The Ecuadorian economy is based on petroleum production, manufacturing primarily for the domestic market, and agricultural production for domestic consumption and export. Principal exports are petroleum, bananas, shrimp, flowers, and other primary agricultural products. In 2008, crude and refined petroleum products accounted for 63% of total export earnings. Ecuador is the world's largest exporter of bananas and plantains (about $1.6 billion) and a major exporter of shrimp ($674 million). Exports of nontraditional products such as flowers ($566 million), canned fish ($815 million) and automobiles ($408 million) have grown in recent years.
Ecuador adopted the dollar as its national currency in 2000, following a major banking crisis and recession in 1999. Dollarization led to stability, which helped Ecuador achieve solid economic performance through 2006. Growth averaged 4.6% per year, supported by high oil prices, strong domestic consumer demand, increased non-traditional exports, and growing remittances ($3 billion a year) from Ecuadorians living abroad. Per capita income increased from $1,296 in 2000 to an estimated $3,961 in 2008, while the poverty rate fell from 51% in 2000 to 38% in 2006. In 2007, economic growth slowed, constrained by declining petroleum production and reduced private sector investment, but recovered in 2008 due to higher oil prices, increased government spending and strong domestic demand.
President Correa's economic policies include higher social spending, increased government control over strategic sectors, and a greater share of natural resource revenues for the state. After two-plus years in office, the overall direction of economic policy is unclear, creating uncertainty for the business community. One example of uncertain direction is debt policy, where the government initially suggested it might default, then honored the debt for almost two years.
In December 2008 the government defaulted on certain debt issuances (its 2012 and 2030 Global bonds). In June 2009, the government purchased 91% of these bonds (with a total face value of approximately US$ 2.9 billion) at a 65-70% discount in a modified Dutch auction. The government is taking a number of new measures to adjust to falling petroleum revenues, and the full scope and effectiveness of those measures were unknown as of the middle of 2009. Policies for the petroleum and mining sector are also still not fully defined.

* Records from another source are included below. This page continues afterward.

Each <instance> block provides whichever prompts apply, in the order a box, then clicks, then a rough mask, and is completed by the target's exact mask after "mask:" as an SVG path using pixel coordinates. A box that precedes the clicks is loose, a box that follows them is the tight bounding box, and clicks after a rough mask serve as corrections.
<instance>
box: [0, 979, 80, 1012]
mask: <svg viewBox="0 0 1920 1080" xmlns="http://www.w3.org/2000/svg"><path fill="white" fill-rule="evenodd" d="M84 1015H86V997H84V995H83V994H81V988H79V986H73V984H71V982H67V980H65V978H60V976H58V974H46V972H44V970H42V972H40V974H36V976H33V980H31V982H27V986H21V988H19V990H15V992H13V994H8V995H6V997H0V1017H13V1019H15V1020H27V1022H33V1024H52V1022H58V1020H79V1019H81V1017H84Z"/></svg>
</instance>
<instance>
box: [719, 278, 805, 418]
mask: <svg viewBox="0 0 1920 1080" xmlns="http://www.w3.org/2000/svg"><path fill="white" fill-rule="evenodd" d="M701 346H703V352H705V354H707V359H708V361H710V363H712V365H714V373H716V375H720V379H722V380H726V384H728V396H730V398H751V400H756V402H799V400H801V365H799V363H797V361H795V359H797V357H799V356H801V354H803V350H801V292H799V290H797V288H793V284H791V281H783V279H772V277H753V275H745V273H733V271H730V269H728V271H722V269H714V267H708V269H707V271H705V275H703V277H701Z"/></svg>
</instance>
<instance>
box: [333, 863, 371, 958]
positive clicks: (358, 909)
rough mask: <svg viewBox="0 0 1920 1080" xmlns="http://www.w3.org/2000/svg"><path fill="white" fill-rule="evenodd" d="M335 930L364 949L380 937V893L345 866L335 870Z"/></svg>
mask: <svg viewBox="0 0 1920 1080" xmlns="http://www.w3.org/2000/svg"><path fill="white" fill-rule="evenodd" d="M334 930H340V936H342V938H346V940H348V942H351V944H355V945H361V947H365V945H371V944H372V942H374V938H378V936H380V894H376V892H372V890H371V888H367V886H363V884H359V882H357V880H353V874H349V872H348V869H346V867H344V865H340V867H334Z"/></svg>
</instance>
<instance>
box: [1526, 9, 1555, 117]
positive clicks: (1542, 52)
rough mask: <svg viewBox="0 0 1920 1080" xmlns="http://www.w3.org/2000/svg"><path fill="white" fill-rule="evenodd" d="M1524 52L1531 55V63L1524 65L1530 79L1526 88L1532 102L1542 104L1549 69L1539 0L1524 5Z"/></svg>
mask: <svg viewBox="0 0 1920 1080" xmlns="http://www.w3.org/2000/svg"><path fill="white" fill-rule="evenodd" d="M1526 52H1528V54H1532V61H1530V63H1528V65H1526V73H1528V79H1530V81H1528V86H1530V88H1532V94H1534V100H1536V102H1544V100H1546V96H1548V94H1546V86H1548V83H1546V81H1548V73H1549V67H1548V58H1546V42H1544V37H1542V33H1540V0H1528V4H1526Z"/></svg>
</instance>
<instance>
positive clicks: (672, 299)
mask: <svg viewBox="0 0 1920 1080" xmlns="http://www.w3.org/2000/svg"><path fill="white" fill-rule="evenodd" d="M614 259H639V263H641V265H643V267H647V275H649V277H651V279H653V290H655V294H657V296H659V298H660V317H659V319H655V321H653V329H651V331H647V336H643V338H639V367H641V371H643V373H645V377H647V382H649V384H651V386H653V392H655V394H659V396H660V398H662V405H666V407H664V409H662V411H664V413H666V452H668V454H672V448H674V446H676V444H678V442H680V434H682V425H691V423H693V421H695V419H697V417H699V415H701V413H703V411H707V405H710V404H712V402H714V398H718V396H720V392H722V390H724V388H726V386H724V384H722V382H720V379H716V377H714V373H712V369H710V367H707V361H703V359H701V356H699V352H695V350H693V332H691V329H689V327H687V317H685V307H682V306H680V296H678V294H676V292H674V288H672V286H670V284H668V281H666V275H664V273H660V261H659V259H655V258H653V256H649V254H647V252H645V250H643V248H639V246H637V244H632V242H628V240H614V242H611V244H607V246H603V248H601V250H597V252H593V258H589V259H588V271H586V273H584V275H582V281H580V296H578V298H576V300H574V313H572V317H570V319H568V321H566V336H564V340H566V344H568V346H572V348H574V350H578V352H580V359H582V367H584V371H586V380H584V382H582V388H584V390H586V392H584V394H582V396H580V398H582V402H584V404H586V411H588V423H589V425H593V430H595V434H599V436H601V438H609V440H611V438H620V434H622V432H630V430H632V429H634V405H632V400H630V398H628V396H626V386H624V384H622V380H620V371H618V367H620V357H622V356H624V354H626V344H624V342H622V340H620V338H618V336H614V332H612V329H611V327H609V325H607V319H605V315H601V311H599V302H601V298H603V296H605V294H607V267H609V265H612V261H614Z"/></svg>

By the end of 2008, it was clear that the global financial crisis and economic downturn led to falling remittances and oil prices for Ecuador. In January 2009, the government invoked the World Trade Organization (WTO) balance of payments safeguard provisions to restrict imports of consumer goods. Following consultations with the WTO Balance of Payments Committee, the Ecuadoran government converted import quotas to tariffs that are within WTO bindings. In July 2009, the government applied exchange safeguards to Colombian imports, claiming that devaluation of the Colombian currency had reduced Ecuador's competitiveness. The GOE is reducing these safeguards in compliance with a ruling in August 2009 by the Andean Community Secretariat. The government also announced that it is cutting or restricting public sector spending, although it did not provide many specifics on how it would do so. To meet its financing needs and cover the fiscal deficit, Ecuador has obtained loans from international organizations and negotiated advance payments from China for the sale of future oil production.
Ecuador is rich in natural resources, with significant oil and mineral reserves, although its mineral sector is largely undeveloped. Oil production is carried out by both government and private companies. The state oil company, which is viewed as inefficient, operates mature oil fields that were developed by private companies in the 1970s. It has assumed the operation of an oil field that was seized from a U.S. oil company when that company's contract was cancelled in 2006 for alleged contract violations, an action that is being challenged in international arbitration. Starting in 2006, the government, through laws and decrees, has sought to change the terms for private sector oil production contracts. In August 2009 the government announced its intention to start service contract negotiations in September with those companies still operating under production-sharing arrangements. Ecuador has signed new temporary contracts with Repsol, Petrobras and Andes Petroleum, to improve state participation. In August 2009, the Ministry of Energy announced that in September Ecuador would start the renegotiation of contracts to establish service contracts. The contractual uncertainty has contributed to a drop in private sector investment in the oil sector. Overall oil production has continued to fall since 2006. Although State oil company production increased by 7% during the first six months of 2009 compared with the same period in 2008, private production declined by 14% resulting in a 3% overall drop in oil production. The World Economic Forum's Global Competitiveness Index rated Ecuador 105th out of 133 countries for 2009.